My partner and I started a brand new business that we were excited to open in a newly revitalized, high-foot-traffic restaurant & retail district in one of Portland's premier destination neighborhoods. Although the nearly 2000sqft space was an unfinished "clean slate" it was more prepped for a restaurant tenant than a retail-friendly storefront. One of two furnaces (?!) hung clumsily down into the middle of it. It was also a tunnel, attached on both sides to other buildings, so natural light was very limited.
Kim of Maven Interiors quickly took stock of the space. Within a week of learning what our goals were for creating a bright, "anti-office-feeling" environment suitable for up to 25 people to be working efficiently (as well as a retail-friendly entry) she came up with an attractive, dimensioned floorplan. Her idea to bring light through the space was to design partitioned offices with panels of glass installed the last 2 vertical feet of each wall, which carried the natural south-facing exposure all through them. After several more succinct, productive discussions, we were excited to have a product that needed very little architect input to be submissible for permitting, and one with an eye to minimizing construction costs for the contractors who bid the work.
Once we selected a general contractor, Kim and/or her staff were onsite frequently to insure the work was progressing to plan, including many interactions with subs who sometimes needed her focus to stay on track. She also sourced several local artists for mural and custom panel art that she directed, concept-wise, and made the process a collaboration with our input as well! The end results were an injection of "beauty with purpose" which is to say that the images were colorful and creative, yet reflective of both the nature of our business and our connection to - and love of - the Pacific Northwest.
The other fun part was finalizing the furniture pieces and colors. Kim gave us a lot of great options she felt could work, but not so many flavors that we glazed over or felt overwhelmed.
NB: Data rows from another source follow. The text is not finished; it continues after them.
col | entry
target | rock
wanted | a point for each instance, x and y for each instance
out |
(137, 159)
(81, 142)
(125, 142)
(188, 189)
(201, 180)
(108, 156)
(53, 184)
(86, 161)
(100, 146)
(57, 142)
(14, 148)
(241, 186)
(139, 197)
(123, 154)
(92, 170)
She arranged for us to test the office chairs, and carefully researched the appliances we would need to fit a small kitchen area properly without blowing the budget.
We ended up with an inviting, beautiful "anti-office space" that nevertheless functions well for the almost 30 people who now work in it - some have dedicated desks, some come in less frequently and plug in at a communal table that comfortably accommodates 10. Although the art is prominent and the design eye-catching, Kim also made sure it was very clear what kind of business we were. Consequently, we attract many walk-in visitors who turn into clients, and who love the transparency and the sleek design elements. Many more passersby simply gawk from the sidewalk and snap photos! How cool is that?!